Je fais cette réflexion en lisant votre feuille du 24 Octobre dernier, dans laquelle vous annoncez une Histoire d’Angleterre en forme de lettres. Vous dites que ce que les Anglais savent le mieux, c’est l’Histoire d’Angleterre ; et j’ajoute que ce que les Français savent le moins, c’est l’Histoire de France. Otez à la plupart ce qu’ils ont ramassé dans des anecdotes forgées par la malignité, dans des mémoires platement rédigés, dans des romans sans imagination, et il ne leur restera pas même la notion la plus imparfaite d’une science très importante.
L’étude de l’histoire serait pourtant aussi nécessaire à Paris qu’à Londres. Si nous apprenions quelle est l’origine et la bonté de notre gouvernement, le patriotisme nous ranimerait ; les temps de calme et d’obéissance, comparés aux temps de trouble et de vertige, seraient une leçon admirable de douceur et de soumission ; les faits bien vus feraient tomber cette fureur pour la dispute, dont l’âcreté augmente en raison de l’obscurité et de l’inutilité des objets sur lesquels elle s’exerce ; ils feraient revivre cet esprit de franchise et de loyauté, qui vaut bien l’esprit d’intrigue et de cabale ; ils nous forceraient à appliquer les hommes et les événements passés aux hommes et aux événements actuels ; nous travaillerions à devenir meilleurs, et nous gagnerions infiniment du côté des hommes et des choses.

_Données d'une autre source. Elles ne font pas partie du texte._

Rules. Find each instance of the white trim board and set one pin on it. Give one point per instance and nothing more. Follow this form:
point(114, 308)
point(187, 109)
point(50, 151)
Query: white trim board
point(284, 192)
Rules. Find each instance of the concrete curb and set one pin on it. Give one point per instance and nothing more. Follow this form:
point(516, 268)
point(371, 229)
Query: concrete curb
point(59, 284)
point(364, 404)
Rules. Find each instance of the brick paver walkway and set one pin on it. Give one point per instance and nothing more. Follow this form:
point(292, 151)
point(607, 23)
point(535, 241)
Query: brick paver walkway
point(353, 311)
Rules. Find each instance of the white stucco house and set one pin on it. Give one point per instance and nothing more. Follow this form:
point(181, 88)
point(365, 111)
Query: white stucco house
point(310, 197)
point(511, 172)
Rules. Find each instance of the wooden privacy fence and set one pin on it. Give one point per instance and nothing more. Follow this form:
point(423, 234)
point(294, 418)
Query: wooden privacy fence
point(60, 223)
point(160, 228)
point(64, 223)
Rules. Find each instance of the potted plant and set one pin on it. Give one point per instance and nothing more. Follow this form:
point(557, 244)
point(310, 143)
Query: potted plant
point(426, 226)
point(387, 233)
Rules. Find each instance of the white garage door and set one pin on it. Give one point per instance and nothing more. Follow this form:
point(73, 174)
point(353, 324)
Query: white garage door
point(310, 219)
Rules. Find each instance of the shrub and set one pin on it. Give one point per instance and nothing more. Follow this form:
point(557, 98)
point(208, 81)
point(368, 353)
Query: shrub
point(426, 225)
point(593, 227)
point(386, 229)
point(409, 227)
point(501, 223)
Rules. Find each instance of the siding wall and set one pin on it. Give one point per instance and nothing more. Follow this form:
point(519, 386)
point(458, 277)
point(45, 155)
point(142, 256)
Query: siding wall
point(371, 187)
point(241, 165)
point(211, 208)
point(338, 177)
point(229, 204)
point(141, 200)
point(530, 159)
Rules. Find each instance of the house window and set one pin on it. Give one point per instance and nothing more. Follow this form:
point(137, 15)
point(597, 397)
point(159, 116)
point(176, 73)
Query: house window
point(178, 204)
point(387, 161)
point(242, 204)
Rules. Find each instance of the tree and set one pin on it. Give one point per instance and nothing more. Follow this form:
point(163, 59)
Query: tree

On me dira que nous n’avons point d’historiens ; que, pour un de Thou, il y a cent mauvais compilateurs ; qu’il eût été à souhaiter que l’auteur de l’Essai sur les mœurs, etc. se fût attaché à l’histoire de son pays ; que c’est à un homme d’Etat et à un philosophe à écrire l’histoire, parce qu’il faut connaître les hommes pour les peindre, et participer au gouvernement, ou avoir les qualités propres à ce grand métier, pour en développer les ressorts : ces raisonnements sont vrais , je les ai faits.
J’ai vu, dans presque tous les historiens romains, l’intérieur de la république ; ce qui concerne la religion, les lois, la guerre, les mœurs, m’a été clairement dévoilé ; je ne sais même si je n’ai pas plus distinctement connu ce qui s’est passé au-dedans, que ce qui s’est exécuté au dehors. Pourquoi cela ? c’est que l’écrivain tenait à la chose publique ; c’est qu’il pouvait être magistrat, prêtre, guerrier, et que, s’il ne remplissait pas les premières fonctions de l’Etat, il devait au moins s’en rendre digne. J’avoue qu’il ne faut point songer à obtenir chez nous un pareil avantage, notre propre constitution y résiste ; mais je n’en conclus point qu’il ne faille pas étudier notre histoire.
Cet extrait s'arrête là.